021. Apa Ini Gejala Mau Meninggal?

9.1K 656 524
                                    

1 bulan kemudian

"Kamu kenapa sih, Liv?" tanya Jeno agak dongkol setelah kesekian kalinya memergoki Oliv bolak-balik mengehela napas panjang.

Mendengar itu, Oliv pun lekas meletakkan pulpennya di atas buku catatan, menjeda sebentar kegiatan hitung-hitung matematika bab permutasi dan kombinasi yang sepertinya sudah membuat otaknya bekerja sangat keras, ubun-ubunnya sampai terasa panas, mungkin sebentar lagi bakal keluar api. "Perasaan Covid-19 sudah selesai deh, tapi kenapa ya aku kok malah makin PPKM?"

"Hah? PPKM?" Jeno menautkan alisnya bingung, perasaannya mulai tidak enak.

Oliv kontan mencebik, menghela napas panjang sekali lagi, kemudian memasang tampang layaknya orang dengan beban hidup teberat di dunia sebelum akhirnya berbisik melas, "Iya, PPKM... Plonga-Plongo Kayak Monyet."

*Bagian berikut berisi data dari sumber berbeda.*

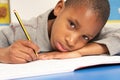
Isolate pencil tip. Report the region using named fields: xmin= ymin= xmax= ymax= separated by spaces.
xmin=13 ymin=9 xmax=16 ymax=12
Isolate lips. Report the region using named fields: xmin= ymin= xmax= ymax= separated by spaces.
xmin=56 ymin=42 xmax=68 ymax=52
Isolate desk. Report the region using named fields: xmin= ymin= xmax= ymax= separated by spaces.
xmin=17 ymin=65 xmax=120 ymax=80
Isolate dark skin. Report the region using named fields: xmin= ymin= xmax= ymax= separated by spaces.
xmin=0 ymin=0 xmax=108 ymax=63
xmin=0 ymin=7 xmax=7 ymax=18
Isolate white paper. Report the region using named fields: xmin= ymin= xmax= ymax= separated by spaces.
xmin=0 ymin=56 xmax=120 ymax=79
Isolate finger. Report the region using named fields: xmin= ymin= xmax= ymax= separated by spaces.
xmin=10 ymin=50 xmax=33 ymax=62
xmin=20 ymin=47 xmax=37 ymax=61
xmin=10 ymin=56 xmax=27 ymax=64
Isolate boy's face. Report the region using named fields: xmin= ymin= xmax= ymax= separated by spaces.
xmin=50 ymin=7 xmax=103 ymax=51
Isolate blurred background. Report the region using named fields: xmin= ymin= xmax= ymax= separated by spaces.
xmin=0 ymin=0 xmax=120 ymax=24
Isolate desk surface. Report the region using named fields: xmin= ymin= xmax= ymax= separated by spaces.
xmin=17 ymin=65 xmax=120 ymax=80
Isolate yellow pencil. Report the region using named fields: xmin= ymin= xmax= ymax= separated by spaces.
xmin=13 ymin=10 xmax=38 ymax=57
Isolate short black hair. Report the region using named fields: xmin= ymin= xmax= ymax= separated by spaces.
xmin=65 ymin=0 xmax=110 ymax=24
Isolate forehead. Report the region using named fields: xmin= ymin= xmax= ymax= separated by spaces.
xmin=63 ymin=7 xmax=103 ymax=34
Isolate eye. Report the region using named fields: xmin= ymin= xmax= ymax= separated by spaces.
xmin=82 ymin=35 xmax=90 ymax=41
xmin=69 ymin=21 xmax=76 ymax=29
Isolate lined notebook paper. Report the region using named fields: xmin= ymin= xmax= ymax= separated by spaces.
xmin=0 ymin=56 xmax=120 ymax=79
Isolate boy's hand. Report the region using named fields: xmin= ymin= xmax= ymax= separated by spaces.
xmin=39 ymin=51 xmax=81 ymax=60
xmin=1 ymin=40 xmax=39 ymax=63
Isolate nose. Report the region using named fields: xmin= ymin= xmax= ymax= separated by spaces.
xmin=65 ymin=34 xmax=78 ymax=48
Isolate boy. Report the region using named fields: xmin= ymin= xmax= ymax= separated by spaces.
xmin=0 ymin=0 xmax=117 ymax=63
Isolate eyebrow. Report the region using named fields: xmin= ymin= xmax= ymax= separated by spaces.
xmin=74 ymin=19 xmax=93 ymax=38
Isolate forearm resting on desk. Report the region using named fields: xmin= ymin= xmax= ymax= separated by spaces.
xmin=39 ymin=43 xmax=108 ymax=59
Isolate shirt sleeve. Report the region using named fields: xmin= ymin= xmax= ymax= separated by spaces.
xmin=0 ymin=27 xmax=13 ymax=47
xmin=94 ymin=27 xmax=120 ymax=55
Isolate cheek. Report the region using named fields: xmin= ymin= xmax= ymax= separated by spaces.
xmin=76 ymin=41 xmax=87 ymax=49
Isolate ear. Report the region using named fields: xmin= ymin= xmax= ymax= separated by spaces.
xmin=54 ymin=0 xmax=64 ymax=16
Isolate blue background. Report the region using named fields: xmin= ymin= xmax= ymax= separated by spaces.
xmin=109 ymin=0 xmax=120 ymax=20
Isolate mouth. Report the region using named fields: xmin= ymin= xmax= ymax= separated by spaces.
xmin=56 ymin=42 xmax=68 ymax=52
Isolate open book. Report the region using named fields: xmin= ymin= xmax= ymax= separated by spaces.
xmin=0 ymin=56 xmax=120 ymax=79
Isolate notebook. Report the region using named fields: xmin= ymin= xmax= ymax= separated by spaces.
xmin=0 ymin=55 xmax=120 ymax=79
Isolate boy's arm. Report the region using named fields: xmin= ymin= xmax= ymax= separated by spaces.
xmin=39 ymin=43 xmax=108 ymax=59
xmin=94 ymin=26 xmax=120 ymax=55
xmin=40 ymin=27 xmax=120 ymax=59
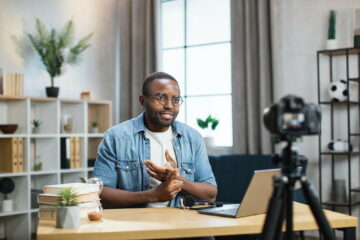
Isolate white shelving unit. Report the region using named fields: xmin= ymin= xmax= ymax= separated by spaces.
xmin=0 ymin=95 xmax=112 ymax=240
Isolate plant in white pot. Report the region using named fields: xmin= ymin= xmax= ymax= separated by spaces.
xmin=326 ymin=10 xmax=337 ymax=50
xmin=56 ymin=188 xmax=80 ymax=228
xmin=0 ymin=177 xmax=15 ymax=212
xmin=26 ymin=19 xmax=92 ymax=97
xmin=196 ymin=115 xmax=219 ymax=148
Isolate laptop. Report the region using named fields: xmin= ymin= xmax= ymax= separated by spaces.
xmin=198 ymin=169 xmax=281 ymax=218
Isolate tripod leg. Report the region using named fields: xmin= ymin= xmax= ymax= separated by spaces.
xmin=301 ymin=177 xmax=335 ymax=240
xmin=284 ymin=183 xmax=295 ymax=240
xmin=261 ymin=177 xmax=284 ymax=240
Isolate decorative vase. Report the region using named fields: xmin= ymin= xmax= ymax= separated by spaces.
xmin=91 ymin=127 xmax=99 ymax=133
xmin=56 ymin=206 xmax=80 ymax=228
xmin=326 ymin=39 xmax=337 ymax=50
xmin=46 ymin=87 xmax=59 ymax=97
xmin=2 ymin=199 xmax=13 ymax=212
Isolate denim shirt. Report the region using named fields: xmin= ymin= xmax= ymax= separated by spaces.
xmin=93 ymin=113 xmax=216 ymax=207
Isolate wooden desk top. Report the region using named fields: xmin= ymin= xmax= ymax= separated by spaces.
xmin=37 ymin=203 xmax=357 ymax=240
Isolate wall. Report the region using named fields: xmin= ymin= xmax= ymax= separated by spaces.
xmin=271 ymin=0 xmax=360 ymax=234
xmin=0 ymin=0 xmax=118 ymax=123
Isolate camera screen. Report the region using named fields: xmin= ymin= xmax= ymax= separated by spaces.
xmin=282 ymin=113 xmax=305 ymax=130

"Loh, kamu kan emang monyet, bukan 'kayak' lagi," gurau Jeno seraya membuat ekspresi seperti monyet, makin totalitas dengan garuk-garuk kepala dan pantat secara bersamaan. "Uk.. uk.. ak.. ak~"

Melihat itu, Oliv sontak geleng-geleng kepala. "Stop, Jen. Kamu kalau gini kayak orang berkebutuhan khusus."

"Oliv anjing!" maki Jeno sambil melotot.

Sebenarnya gadis itu sedang overthinking, sebab wali kelas mereka sempat memberi tahu jika pembelajaran semester genap ini hanya akan berlangsung selama 3 bulan saja, sisanya akan diisi dengan ujian-ujian. Oleh karena itu, bisa dibilang kalau semester ini merupakan momok paling menakutkan bagi siswa-siswi SMA kelas puncak.

Bukan tanpa sebab, mereka nantinya akan dihadapkan dengan berbagai ujian yang rasa-rasanya seperti tidak akan ada habisnya. Mulai dari ujian tengah semester, ujian akhir semester, ujian sekolah, dan ujian praktek. Belum lagi bagi mereka yang ingin melanjutkan pendidikan di perguruan tinggi harus siap bersaing dengan ratusan orang dari pelosok negeri melalui seleksi yang ketatnya bukan main. Semua harus dipersiapkan lebih dini, sebab kedepannya pasti sibuk sekali.

"Eh, Jen," Oliv menoel-noel lengan Jeno sampai anak laki-laki itu kembali menoleh kepadanya, "takut banget sama ujian."

"Kenapa takut?" tanya Jeno enteng, ia terlihat tidak terlalu ambil pusing.

"Ya kan ujian ini menentukan apakah nantinya aku lanjut kuliah atau jualan chicken petok-petok covered with crispy flour and served by extreme wrestling a.k.a smackdown," jelas Oliv dengan wajah serius, membuat Jeno langsung menoyor kepalanya geram.

"Bilang aja 'ayam geprek' anjir" seru Jeno pusing sendiri.

"No! Terlalu basic," kata Oliv bersikukuh, "chicken smackdown lebih keren. Aku bisa jual jadi 100 ribu soalnya pakai nama bahasa inggris."

"Emang iya banget mau jualan ayam geprek?" sindir Jeno seraya membalik halaman buku paketnya untuk mencari rumus.

"Ini tuh perumpamaan," tandas Oliv agak sebal karena Jeno yang tak kunjung peka. "Tips dong biar pintar."

"Jangan goblok," sahut Jeno, to the point sekali.

"Dih, nyebelin banget sih!" Oliv mendengus, "aku jadi pengin give away kegoblokanku."

"Loh? Jangan, Liv. Yang mengisi otakmu kan hanya kegoblokan. Kalau di give away, nanti jadi kosong. Otak kalau lama-lama kosong jadi menyublim. Terus hilang. Kan seram kalau tidak punya otak," cegah Jeno seraya buru-buru menangkup pipi Oliv dan memasang wajah khawatir.

"Tenang, kawan," kata Oliv, "aku punya 3 otak. Kalau satu otak hilang, aku masih punya dua cadangan."

Jeno menaikkan sebelah alisnya bingung. "Ha? Di mana?"